I am currently reading "Nuclear physics of stars" book, but it will take some time.
For this moment, my only objection is that, in contrast to Boltzmann distribution, tunneling is kind of a magical explanation - especially for nuclei, which are usually modeled with classical trajectories. This is a compact object which cannot just teleport through a potential barrier - we need a concrete mechanism for that. ... That probability cloud is too blunt static tool for this subtle dynamical situation.

Regarding my question, Gamow tunneling still weakens exponentially with low temperature - fusion still needs millions of Kelvins.
If one believes in CF, tunneling is definitely not enough.
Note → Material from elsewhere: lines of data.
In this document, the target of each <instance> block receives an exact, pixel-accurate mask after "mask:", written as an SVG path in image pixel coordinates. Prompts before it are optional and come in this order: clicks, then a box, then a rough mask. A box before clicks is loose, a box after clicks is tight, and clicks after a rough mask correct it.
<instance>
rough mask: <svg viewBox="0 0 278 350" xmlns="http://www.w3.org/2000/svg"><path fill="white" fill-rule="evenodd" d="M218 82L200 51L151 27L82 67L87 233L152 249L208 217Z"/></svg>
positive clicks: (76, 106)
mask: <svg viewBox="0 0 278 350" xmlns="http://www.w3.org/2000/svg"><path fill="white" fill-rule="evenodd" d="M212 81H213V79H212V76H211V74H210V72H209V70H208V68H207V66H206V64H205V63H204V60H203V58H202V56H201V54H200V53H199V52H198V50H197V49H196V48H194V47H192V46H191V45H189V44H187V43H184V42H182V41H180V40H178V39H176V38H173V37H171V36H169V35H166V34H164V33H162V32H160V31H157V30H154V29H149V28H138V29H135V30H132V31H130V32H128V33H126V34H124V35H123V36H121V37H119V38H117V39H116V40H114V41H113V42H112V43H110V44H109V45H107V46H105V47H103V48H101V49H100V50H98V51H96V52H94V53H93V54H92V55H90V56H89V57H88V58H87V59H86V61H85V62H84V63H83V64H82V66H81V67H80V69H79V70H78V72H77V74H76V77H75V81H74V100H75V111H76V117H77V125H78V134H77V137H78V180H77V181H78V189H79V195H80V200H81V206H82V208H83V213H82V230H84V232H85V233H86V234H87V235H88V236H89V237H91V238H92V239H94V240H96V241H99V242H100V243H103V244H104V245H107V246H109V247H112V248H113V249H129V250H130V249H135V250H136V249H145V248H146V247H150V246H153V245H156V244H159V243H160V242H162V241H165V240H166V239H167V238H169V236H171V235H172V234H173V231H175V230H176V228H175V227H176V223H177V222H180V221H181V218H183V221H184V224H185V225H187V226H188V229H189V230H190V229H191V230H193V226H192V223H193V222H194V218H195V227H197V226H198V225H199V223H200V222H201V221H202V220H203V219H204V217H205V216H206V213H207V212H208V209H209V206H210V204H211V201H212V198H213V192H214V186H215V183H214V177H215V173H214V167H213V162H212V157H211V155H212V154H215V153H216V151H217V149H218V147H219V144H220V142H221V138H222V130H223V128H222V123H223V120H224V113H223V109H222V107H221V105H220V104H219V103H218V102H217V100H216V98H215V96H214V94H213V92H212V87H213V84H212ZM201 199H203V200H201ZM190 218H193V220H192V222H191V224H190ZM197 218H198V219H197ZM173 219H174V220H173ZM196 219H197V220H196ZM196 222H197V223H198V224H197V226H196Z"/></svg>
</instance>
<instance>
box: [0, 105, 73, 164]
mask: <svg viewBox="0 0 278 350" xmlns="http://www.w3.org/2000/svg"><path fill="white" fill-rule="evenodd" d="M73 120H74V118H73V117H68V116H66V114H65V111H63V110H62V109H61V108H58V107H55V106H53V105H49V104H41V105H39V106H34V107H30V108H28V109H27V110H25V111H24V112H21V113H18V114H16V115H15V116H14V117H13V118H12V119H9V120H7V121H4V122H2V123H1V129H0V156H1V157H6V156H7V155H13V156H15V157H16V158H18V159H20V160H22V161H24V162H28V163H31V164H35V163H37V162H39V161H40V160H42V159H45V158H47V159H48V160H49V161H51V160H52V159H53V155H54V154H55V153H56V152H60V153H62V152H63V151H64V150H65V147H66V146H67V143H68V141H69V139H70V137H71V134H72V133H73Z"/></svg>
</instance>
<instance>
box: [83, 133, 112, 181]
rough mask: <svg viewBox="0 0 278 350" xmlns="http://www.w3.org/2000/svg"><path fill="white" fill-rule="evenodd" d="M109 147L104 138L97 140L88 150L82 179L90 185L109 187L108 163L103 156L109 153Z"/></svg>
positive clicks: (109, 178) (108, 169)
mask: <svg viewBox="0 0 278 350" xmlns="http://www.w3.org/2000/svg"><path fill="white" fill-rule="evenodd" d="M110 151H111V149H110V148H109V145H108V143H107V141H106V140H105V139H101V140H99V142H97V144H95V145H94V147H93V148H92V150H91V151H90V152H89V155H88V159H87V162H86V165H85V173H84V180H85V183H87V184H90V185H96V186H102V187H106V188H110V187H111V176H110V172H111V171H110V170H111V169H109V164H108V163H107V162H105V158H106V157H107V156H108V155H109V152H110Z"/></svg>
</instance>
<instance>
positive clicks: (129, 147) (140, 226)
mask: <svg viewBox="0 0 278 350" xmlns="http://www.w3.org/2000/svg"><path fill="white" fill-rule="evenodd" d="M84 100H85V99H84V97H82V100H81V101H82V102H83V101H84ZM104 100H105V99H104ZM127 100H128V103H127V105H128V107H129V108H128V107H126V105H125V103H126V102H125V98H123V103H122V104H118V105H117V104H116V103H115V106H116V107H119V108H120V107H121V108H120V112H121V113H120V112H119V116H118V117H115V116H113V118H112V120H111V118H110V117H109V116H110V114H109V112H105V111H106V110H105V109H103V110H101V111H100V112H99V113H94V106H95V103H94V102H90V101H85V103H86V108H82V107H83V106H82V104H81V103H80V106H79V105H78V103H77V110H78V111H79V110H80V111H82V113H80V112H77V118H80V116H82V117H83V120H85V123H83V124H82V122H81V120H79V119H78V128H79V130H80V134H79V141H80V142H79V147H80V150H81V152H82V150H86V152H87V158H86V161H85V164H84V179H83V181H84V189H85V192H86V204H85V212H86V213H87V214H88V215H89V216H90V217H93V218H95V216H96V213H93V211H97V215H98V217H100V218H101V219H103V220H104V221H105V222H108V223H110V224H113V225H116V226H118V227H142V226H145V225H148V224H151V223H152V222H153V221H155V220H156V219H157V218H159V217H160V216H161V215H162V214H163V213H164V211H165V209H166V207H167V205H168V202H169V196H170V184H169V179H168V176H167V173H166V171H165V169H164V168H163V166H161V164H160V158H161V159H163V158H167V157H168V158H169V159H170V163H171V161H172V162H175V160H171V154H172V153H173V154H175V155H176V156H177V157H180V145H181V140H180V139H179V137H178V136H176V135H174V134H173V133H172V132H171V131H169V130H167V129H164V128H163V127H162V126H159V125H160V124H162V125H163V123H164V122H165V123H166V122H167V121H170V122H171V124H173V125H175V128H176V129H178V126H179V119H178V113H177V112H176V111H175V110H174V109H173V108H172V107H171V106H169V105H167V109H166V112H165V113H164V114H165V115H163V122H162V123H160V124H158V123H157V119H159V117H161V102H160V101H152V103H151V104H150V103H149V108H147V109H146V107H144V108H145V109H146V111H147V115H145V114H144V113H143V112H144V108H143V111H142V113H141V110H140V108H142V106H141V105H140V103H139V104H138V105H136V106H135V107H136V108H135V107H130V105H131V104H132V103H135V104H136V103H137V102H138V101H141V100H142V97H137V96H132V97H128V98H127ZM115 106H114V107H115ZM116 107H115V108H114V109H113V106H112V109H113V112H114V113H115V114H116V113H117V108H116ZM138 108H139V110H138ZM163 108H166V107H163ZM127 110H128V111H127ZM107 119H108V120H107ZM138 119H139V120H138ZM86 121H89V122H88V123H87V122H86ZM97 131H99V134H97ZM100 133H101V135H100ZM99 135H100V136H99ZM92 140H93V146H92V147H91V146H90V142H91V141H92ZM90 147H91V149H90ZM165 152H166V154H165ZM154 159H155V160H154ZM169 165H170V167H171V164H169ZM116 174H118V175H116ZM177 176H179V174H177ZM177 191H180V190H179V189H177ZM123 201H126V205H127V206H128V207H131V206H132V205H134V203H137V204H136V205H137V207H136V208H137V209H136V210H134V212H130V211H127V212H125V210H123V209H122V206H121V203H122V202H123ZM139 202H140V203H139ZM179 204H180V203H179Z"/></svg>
Tunneling doesn't feel like a magical explanation to me. When it comes to nuclear processes, I think of the reactants (nucleons) more in the manner of EM radiation than particles. Protons and nucleons can "leak" through Coulomb potential barriers, in the way that EM radiation can leak through an imperfect Faraday cage. That's just how they behave. To this Feynman would say something like "we don't get to choose how nature behaves." You're trying to treat nucleons like billiard balls, which is possible to a certain extent, but is an imperfect model for anything but elastic scattering (and even then it conceals some interesting things that are going on).

In fission reactors, 135Xe is a "neutron poison." Its neutron capture cross section is 2,000,000 barns, which is very high. Geometrically speaking, this means that the area of the cross-section is far, far larger than that of the actual nucleus which is presented to oncoming neutrons. I doubt this phenomenon can be understood in terms of classical billiard balls.

About the Gamow tunneling weakening exponentially with low temperature — (1) the core of the sun is at 15M C, as you've pointed out; and (2) I see no reason to try to draw an analogy between processes in the solar core and LENR. But I do agree that if one is pursuing "fusion" as an explanation, things become problematic at ~ 1000 C in the way you point out. That's one reason I don't think fusion is a first order process in any LENR observations.